As for getting a board with more PSRAM, I ordered the 8MB to test.

However, this is for a project and we already have 50 esp-WROOM-32s on hand we'd like to use (no PSRAM to my knowledge). Reordering 50 more 8MB boards would add another few hundred dollars to our project. Would be ideal if we can use the esps we already have on hand.

It seems like from the above test, memory is not the issue as its not dipping below 100k.

woodward54 commented 4 months ago

Using ESP32-WROOM-32 board

4MB flash, 0 PSRAM, ESP32-D0WDQ6 chip

robertlipe commented 4 months ago

I was just double-checking for a "what I think we've learned" and I think your last sentence is the conclusion.

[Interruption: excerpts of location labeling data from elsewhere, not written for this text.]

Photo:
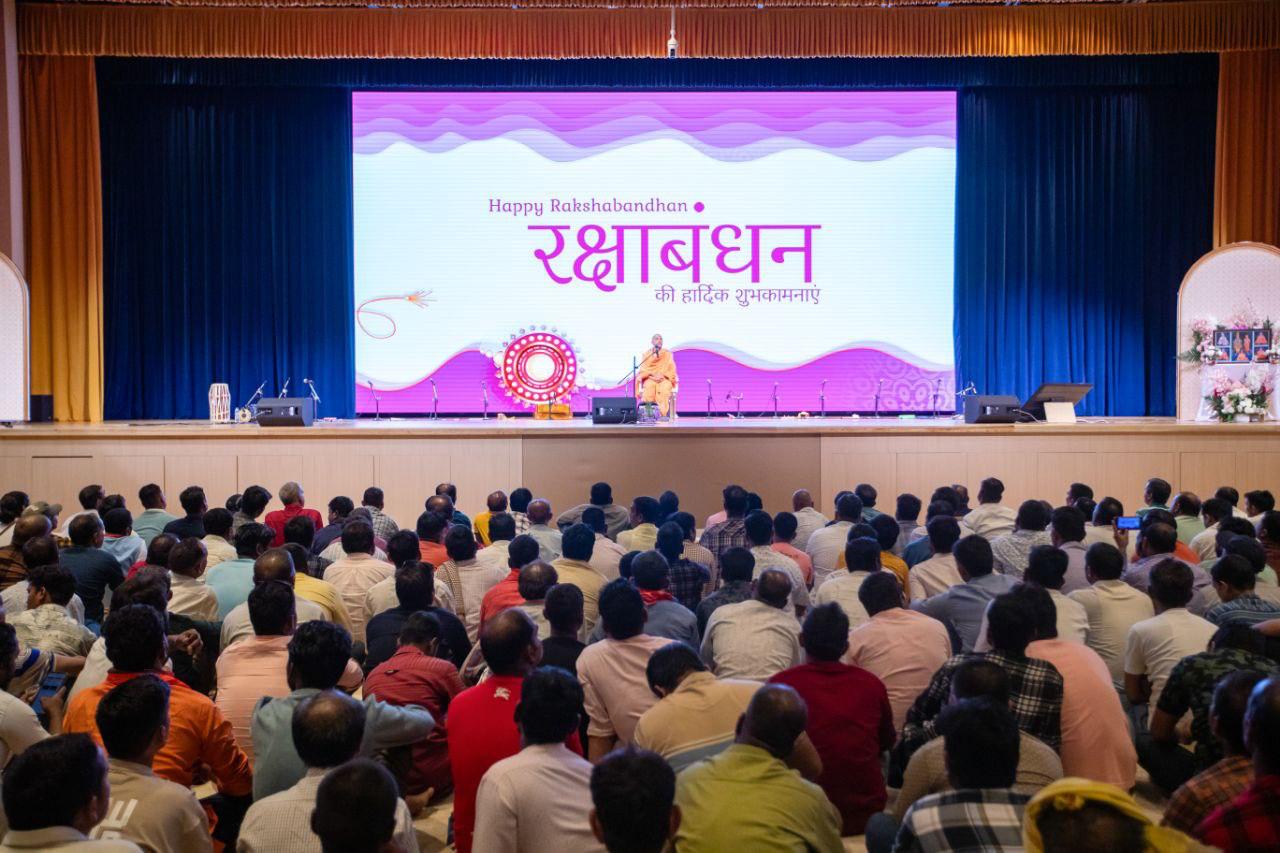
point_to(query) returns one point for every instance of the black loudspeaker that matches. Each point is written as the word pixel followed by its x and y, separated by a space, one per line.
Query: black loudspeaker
pixel 286 411
pixel 613 410
pixel 988 409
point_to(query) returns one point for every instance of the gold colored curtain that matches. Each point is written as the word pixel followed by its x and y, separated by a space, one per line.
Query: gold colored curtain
pixel 63 188
pixel 64 28
pixel 1247 176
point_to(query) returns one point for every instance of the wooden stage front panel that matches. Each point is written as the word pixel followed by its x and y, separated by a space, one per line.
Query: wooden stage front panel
pixel 558 460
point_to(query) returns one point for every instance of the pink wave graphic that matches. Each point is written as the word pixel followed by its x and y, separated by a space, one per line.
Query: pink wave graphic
pixel 563 126
pixel 853 379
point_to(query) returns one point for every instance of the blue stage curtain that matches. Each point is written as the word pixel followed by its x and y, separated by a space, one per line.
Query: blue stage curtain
pixel 1084 192
pixel 228 246
pixel 1078 213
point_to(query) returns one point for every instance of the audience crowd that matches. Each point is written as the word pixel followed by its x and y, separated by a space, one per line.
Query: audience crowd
pixel 613 678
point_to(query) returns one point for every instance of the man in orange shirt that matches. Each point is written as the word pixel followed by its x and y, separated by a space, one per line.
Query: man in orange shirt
pixel 199 734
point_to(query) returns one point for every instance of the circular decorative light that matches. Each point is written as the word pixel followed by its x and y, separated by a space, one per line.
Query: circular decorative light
pixel 538 368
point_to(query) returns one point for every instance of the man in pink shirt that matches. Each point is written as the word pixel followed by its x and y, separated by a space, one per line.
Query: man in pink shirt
pixel 295 503
pixel 901 647
pixel 1096 742
pixel 785 527
pixel 613 671
pixel 256 666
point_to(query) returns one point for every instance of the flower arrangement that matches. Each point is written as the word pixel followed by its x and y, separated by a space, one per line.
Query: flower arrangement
pixel 1230 398
pixel 1205 351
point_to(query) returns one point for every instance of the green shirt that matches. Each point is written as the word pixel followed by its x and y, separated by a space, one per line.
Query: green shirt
pixel 746 799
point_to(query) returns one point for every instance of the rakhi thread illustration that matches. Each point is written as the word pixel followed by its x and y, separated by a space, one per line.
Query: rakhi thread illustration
pixel 417 297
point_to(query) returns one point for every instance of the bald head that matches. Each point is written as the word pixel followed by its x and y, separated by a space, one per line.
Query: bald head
pixel 773 588
pixel 540 511
pixel 1262 726
pixel 775 719
pixel 31 525
pixel 275 564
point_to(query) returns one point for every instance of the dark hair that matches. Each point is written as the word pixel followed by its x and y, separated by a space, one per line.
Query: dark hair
pixel 991 491
pixel 135 638
pixel 1235 571
pixel 502 527
pixel 218 523
pixel 1032 515
pixel 319 653
pixel 91 496
pixel 602 495
pixel 826 633
pixel 577 542
pixel 50 781
pixel 55 580
pixel 621 610
pixel 357 537
pixel 254 501
pixel 973 553
pixel 131 715
pixel 41 551
pixel 83 528
pixel 403 547
pixel 150 495
pixel 328 728
pixel 737 564
pixel 551 703
pixel 671 541
pixel 632 792
pixel 1046 566
pixel 563 607
pixel 1159 489
pixel 758 527
pixel 978 678
pixel 1009 626
pixel 982 743
pixel 881 591
pixel 192 500
pixel 251 537
pixel 1229 703
pixel 849 506
pixel 535 579
pixel 520 500
pixel 862 553
pixel 735 501
pixel 1105 561
pixel 1171 583
pixel 415 584
pixel 504 638
pixel 944 533
pixel 670 664
pixel 593 516
pixel 270 609
pixel 908 507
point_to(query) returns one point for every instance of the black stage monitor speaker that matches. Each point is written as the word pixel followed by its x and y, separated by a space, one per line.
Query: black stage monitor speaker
pixel 286 411
pixel 988 409
pixel 613 410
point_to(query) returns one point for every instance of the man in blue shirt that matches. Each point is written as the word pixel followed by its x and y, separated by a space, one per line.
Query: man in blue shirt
pixel 95 569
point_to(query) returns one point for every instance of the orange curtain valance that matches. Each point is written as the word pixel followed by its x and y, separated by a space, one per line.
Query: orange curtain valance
pixel 462 33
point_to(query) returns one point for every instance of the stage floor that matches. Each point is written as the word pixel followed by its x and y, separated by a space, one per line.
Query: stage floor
pixel 694 456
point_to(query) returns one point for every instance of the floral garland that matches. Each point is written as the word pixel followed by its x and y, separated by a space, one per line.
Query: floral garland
pixel 1203 351
pixel 1230 398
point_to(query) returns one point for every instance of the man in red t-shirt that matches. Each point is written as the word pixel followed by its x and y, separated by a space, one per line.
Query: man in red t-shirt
pixel 850 719
pixel 295 505
pixel 483 720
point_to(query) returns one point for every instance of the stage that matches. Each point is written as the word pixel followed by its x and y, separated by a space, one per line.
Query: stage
pixel 694 456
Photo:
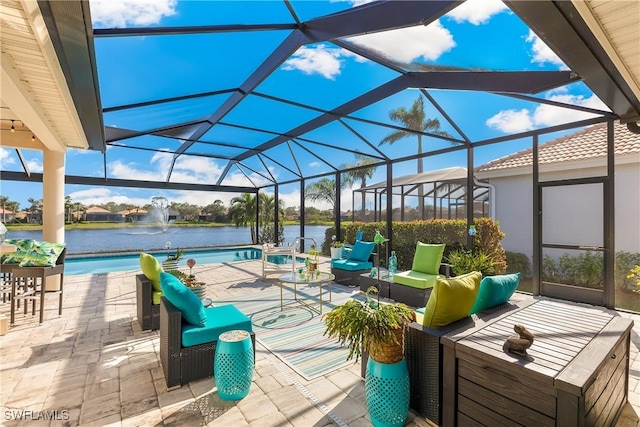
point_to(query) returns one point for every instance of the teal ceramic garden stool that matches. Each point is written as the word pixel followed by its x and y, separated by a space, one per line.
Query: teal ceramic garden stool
pixel 387 393
pixel 233 365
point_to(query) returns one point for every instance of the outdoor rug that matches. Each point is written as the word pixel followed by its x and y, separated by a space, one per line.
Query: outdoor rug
pixel 295 334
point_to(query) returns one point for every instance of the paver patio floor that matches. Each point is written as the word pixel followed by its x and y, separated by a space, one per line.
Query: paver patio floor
pixel 94 366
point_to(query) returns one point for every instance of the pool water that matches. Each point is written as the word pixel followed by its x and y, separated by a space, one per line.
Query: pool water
pixel 113 263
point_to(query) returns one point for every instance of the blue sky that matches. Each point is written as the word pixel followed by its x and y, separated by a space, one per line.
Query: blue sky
pixel 480 34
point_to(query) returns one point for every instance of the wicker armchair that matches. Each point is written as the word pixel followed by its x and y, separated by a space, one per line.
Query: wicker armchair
pixel 148 312
pixel 183 364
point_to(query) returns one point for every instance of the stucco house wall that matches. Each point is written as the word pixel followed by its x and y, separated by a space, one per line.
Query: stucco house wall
pixel 581 223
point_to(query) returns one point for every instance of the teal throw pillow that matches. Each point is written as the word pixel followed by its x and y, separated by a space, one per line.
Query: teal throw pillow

We turned the dials and put things on an extreme diet. Rutger and I (and probably anyone else that pays attention to patterns of problems here) will tell you that once we get into the 30k-ish range of free memory that random weird stuff happens that we've just been unable to quantify. We SHOULD be seeing memory failures upon weird stuff, but we don't. We're pretty sure they're not failures in OUR code because we have all of our news and mallocs inside giant wrappers that, if they fail and we don't have a great recovery path, we at least hang a skull on a post that identifies a function name and line number so we know WHAT request failed ... when we crash. We don't have that level of control if a failure happens, say, inside the networking code.

I think we'll nod our heads and say that 100-130K free is not only "plenty", it's a "a lot" because for the SoC that I think you have, you only started with either 512 or 520K in absolute total.

Do you see the LargestBlk value starting at a large number (probably approaching, but not equal to Mem) and constantly trending downward? That's a symptom of fragmentation.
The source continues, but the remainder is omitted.